The company recruited “ethical hackers” to carry out a series of attacks aimed at finding security flaws that could be exploited. With around 12 million potential cyber security issues identified at the Beijing Olympics in 2008, roughly 14 million are expected at this year’s Olympics.
“We are using ethical hackers for that, we are using external companies, we are using people from our own company who are specialized in that kind of activity,” said Michele Hyron, chief integrator at Atos. “We are preparing ourselves in terms of testing to cover all the kind of threats to the Olympic Games.“
Atos believes their systems are hacker-proof and that the $775 million (a quarter of the London Olympic organizing committee’s overall budget of $3.1 billion) was put to good use. Detecting threats down to the millisecond and neutralizing possible attacks is the company’s top priority, said Patrick Adiba, executive vice president at Atos.

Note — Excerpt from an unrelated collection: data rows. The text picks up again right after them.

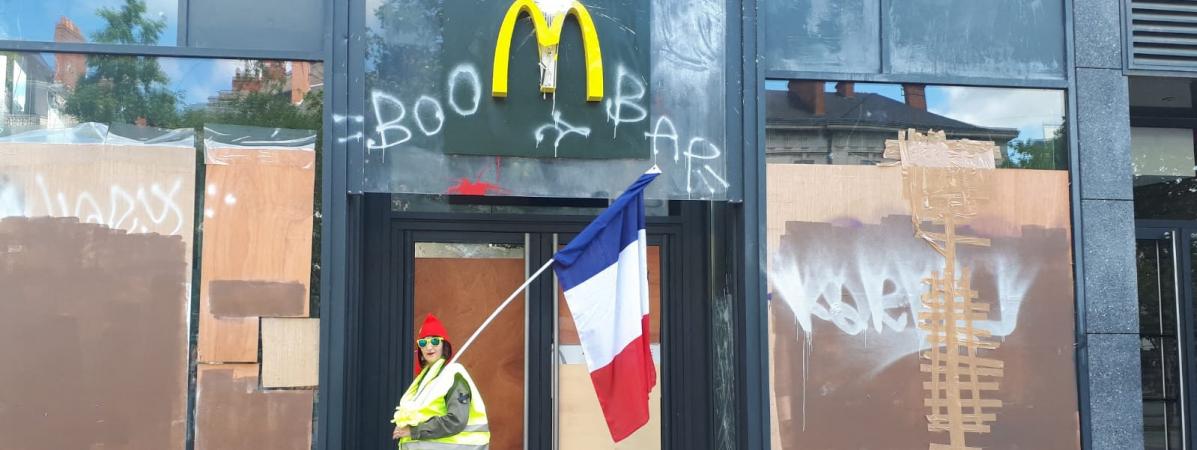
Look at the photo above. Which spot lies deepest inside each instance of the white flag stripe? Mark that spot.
(606, 326)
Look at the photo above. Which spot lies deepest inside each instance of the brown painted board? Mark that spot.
(236, 298)
(290, 352)
(567, 332)
(844, 271)
(137, 188)
(462, 292)
(257, 224)
(92, 336)
(582, 424)
(232, 413)
(844, 193)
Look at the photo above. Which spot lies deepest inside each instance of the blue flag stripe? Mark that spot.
(599, 244)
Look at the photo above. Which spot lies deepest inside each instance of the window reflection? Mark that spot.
(74, 98)
(848, 122)
(120, 22)
(59, 91)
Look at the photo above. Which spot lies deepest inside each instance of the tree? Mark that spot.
(1039, 153)
(125, 89)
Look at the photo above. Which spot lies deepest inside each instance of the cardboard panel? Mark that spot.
(234, 298)
(567, 332)
(582, 424)
(849, 306)
(290, 352)
(257, 224)
(92, 336)
(462, 292)
(232, 414)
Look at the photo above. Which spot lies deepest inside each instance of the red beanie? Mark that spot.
(431, 327)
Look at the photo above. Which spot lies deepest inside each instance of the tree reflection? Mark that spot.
(125, 89)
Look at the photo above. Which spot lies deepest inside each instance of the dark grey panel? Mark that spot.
(1111, 295)
(1115, 394)
(296, 25)
(995, 38)
(1164, 35)
(822, 35)
(1103, 115)
(1098, 29)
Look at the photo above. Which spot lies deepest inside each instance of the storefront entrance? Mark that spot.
(528, 364)
(1165, 253)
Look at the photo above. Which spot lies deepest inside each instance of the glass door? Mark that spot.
(462, 278)
(1159, 265)
(579, 421)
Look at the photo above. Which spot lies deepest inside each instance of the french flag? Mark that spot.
(603, 272)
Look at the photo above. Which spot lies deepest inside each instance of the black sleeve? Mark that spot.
(457, 402)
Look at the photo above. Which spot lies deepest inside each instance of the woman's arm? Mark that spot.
(457, 402)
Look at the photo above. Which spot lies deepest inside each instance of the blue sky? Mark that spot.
(1034, 113)
(35, 19)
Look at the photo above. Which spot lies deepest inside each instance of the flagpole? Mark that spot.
(496, 314)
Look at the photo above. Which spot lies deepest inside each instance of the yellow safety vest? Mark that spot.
(425, 399)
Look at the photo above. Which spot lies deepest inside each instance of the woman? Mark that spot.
(442, 408)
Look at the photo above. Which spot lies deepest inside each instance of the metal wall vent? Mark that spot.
(1164, 34)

“It is very unlikely, as it all operates on a very secure network. It would be quite complicated to get into this network without being detected,” said Adiba. “I can never be 100 percent, but it is close to 100 percent.
Although current threats involve online fraud, it’s possible that hackers might resort to more extreme measures once the event kick-starts, warns Britain’s minister responsible for cyber terrorism, Francis Maude.